Iraia (Ηραία) is a former municipality in Arcadia, Peloponnese, Greece. Since the 2011 local government reform it became a municipal unit of the municipality of Gortynia. The municipal unit has an area of 144.002 km^{2}. Its population is 960, according to the 2021 census. The seat of the municipality was in Paloumpa. The municipality is named after the ancient Arcadian city of Heraia. The region was known in recent times for the construction workers (mastori) who came from the villages of Servos and Lyssarea. Pausanias describes the ancient cities of Heraia and Melaineai and their buildings.
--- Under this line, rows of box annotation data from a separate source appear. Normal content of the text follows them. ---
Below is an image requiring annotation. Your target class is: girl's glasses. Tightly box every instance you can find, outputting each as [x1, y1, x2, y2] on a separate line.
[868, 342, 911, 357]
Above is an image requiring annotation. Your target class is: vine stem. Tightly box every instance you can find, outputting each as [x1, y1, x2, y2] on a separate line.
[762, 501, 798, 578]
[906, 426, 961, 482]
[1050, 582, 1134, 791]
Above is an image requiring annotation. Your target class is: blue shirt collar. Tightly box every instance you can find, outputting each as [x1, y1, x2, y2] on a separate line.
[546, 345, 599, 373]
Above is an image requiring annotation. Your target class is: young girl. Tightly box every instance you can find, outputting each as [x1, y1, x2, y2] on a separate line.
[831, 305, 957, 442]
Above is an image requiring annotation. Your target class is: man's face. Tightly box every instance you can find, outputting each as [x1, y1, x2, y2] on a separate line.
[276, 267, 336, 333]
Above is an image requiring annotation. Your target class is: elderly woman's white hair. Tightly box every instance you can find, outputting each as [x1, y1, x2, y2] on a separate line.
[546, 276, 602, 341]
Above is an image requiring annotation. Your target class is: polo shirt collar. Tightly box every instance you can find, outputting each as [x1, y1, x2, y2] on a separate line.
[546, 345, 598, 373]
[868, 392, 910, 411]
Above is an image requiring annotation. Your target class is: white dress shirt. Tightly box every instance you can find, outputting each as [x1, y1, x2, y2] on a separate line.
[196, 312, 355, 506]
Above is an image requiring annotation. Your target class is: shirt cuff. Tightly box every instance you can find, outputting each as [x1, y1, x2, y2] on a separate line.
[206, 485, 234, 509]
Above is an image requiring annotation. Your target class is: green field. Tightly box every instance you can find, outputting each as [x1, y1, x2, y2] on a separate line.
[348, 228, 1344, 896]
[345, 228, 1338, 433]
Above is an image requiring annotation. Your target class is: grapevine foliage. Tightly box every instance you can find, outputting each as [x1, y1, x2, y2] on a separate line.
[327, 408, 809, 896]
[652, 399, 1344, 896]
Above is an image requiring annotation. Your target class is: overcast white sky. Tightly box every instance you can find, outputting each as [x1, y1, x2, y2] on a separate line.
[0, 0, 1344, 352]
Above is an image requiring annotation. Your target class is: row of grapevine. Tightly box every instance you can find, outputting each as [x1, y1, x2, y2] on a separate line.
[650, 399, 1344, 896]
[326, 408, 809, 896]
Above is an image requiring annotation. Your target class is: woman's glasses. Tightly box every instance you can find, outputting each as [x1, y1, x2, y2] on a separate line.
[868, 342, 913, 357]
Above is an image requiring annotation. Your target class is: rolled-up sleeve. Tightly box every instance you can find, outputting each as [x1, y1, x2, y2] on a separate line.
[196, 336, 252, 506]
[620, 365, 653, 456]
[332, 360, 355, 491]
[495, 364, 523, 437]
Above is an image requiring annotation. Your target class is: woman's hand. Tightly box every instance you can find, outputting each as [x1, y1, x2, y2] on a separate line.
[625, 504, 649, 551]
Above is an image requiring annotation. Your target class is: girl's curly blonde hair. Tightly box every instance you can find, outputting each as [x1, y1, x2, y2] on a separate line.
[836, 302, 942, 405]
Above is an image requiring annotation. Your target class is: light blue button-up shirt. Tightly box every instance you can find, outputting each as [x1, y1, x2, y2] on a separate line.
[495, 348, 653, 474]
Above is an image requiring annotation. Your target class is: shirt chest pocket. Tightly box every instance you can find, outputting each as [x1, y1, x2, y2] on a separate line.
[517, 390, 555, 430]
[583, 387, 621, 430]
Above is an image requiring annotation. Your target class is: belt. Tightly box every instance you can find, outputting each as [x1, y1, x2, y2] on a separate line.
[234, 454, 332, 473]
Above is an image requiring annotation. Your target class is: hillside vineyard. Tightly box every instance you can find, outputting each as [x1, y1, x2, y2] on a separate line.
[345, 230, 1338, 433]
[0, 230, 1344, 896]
An excavation near Lyssarea uncovered buildings, mosaics, as well as gold and silver coins.

==Subdivisions==
The municipal unit of Iraia consists of 17 communities:

- Agios Ioannis
- Arachova
- Chrysochori
- Kakouraiika
- Kokkinorrachi
- Kokkoras
- Liodora
- Loutra Iraias
- Lykouresis
- Lyssarea
- Ochthia
- Paloumpa
- Psari
- Pyrris
- Raftis
- Sarakini
- Servos

== Notable people ==

The village of Loutra Iraias is the birthplace of the film-maker Constantinos Gavras (Costa-Gavras).